In my last post, I wrote about Angela Duckworth’s fascinating new book, Grit, and how it made me want to be a grittier person. In particular, I wrote about how I wanted to be gritty in my practicing, for myself and as a model for my students. So, I figured, why don’t I take up the kind of practice routine that I want my student’s to follow? Part of this routine/regimen always includes both a review piece and an etude. My last post had a video of my review piece, Brahms’ Intermezzo in b-flat minor, Op. 117, No. 2. Above is the video of the etude I’ve been working on since June, Chopin’s Op. 25, No.1 (often called the Aeolian Harp).
As I mentioned in my previous post, the rationale for always working on a review piece and an etude is that they require different kinds of deliberate practice. A review piece should be technically easy (at least easier than when it was first learned); this allows you to practice musicality, interpretation, memory, and other aspects of the piece other than just getting the notes and rhythms correct. Etudes also require a different type of practice and it’s kind of like the mirror image of the practice for review pieces. Etudes usually focus on one aspect of technique and learning them requires a laser-like focus on that specific technique.

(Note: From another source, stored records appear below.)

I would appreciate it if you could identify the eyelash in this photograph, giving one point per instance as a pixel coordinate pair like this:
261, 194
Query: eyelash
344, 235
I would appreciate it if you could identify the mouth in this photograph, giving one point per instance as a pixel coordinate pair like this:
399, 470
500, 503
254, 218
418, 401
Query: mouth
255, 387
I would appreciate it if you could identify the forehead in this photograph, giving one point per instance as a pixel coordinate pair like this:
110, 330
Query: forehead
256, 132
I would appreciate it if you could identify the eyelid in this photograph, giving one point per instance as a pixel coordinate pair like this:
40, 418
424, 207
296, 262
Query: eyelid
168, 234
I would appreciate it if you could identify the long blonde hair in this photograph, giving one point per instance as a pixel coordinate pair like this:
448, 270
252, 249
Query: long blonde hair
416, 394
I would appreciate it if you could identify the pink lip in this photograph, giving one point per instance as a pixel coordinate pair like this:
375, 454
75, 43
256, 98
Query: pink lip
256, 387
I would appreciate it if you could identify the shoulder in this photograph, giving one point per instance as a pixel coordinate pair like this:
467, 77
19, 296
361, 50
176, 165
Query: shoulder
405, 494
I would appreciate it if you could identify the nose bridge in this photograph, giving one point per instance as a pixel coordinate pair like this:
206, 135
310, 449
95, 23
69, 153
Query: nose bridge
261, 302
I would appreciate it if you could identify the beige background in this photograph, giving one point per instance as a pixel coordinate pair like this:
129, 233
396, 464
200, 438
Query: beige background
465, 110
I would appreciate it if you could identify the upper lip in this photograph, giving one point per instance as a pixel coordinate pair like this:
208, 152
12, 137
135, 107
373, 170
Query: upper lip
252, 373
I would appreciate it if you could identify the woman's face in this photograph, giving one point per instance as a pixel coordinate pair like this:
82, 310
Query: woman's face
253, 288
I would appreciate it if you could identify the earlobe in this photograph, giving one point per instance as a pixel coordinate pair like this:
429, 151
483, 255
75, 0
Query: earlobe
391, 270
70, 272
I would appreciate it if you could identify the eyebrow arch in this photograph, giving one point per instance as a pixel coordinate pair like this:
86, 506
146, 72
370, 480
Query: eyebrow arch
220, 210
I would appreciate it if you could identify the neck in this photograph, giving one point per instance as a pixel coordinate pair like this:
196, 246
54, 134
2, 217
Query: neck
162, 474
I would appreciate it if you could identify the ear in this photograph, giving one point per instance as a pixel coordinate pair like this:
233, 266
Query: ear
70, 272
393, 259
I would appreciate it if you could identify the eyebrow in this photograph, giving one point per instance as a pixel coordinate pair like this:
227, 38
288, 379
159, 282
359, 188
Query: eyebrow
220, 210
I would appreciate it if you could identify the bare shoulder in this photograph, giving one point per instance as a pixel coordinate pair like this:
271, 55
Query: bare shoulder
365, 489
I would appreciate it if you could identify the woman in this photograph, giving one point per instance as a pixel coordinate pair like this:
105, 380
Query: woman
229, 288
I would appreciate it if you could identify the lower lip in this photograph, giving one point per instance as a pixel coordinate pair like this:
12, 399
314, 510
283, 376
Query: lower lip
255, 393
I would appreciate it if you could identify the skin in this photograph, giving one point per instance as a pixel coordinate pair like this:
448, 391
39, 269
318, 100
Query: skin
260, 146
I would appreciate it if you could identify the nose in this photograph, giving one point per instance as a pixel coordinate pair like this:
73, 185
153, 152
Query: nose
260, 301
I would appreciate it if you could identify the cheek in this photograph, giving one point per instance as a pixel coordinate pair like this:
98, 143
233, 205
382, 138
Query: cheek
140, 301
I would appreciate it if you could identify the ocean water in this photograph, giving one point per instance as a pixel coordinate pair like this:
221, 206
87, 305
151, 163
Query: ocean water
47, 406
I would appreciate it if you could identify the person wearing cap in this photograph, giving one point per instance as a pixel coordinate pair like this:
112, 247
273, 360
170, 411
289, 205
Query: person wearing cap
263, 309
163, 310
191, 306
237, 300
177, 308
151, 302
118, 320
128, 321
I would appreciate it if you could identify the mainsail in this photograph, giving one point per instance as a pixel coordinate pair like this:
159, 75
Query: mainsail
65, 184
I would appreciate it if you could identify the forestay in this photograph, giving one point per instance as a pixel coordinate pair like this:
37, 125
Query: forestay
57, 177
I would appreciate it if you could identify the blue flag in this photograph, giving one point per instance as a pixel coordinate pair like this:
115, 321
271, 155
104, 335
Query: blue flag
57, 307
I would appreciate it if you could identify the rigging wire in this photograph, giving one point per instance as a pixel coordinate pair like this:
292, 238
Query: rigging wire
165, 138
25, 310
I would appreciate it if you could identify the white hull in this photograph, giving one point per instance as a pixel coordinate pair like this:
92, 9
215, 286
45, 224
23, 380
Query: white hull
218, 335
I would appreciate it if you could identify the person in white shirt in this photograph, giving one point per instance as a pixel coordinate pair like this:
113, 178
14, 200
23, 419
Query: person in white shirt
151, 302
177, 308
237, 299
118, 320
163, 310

Chopin’s etudes (Op. 10 and 25) are infamous for their difficulty and are, to me, some of the greatest works ever written for the piano. Weirdly, this particular Chopin etude is probably one of the easiest (although it certainly doesn’t sound easy). There are two or three slow ones plus the Ocean, and perhaps Black Keys, that might be easier, but they are all pretty close. I’ve been working on it for about four months and I think it’s time to move on to a new etude. It’s not perfect and it could still be a bit better but eventually you get to a point of diminishing returns and I think I’m there. I’m hoping that I can keep up this pace and learn a new etude every three to four months and post new videos of my performances.
This means it’s time to pick a new etude to start on for October. Because I’ve learned so many of Chopin’s etudes, I decided my next one will be by a different composer. There are a few composers other than Chopin that are known for their etudes: Liszt, Debussy, Scriabin, Rachmaninoff, and more recently Ligeti and Bolcom. I narrowed down my selection to one etude by Liszt, Debussy, Scriabin, and Rachmaninoff and I listened to them all last night with Sarah. Sarah liked the Scriabin the best so I’m going to give it a shot (I liked the Debussy the best). We’ll see how it goes. Until then, keep practicing deliberately!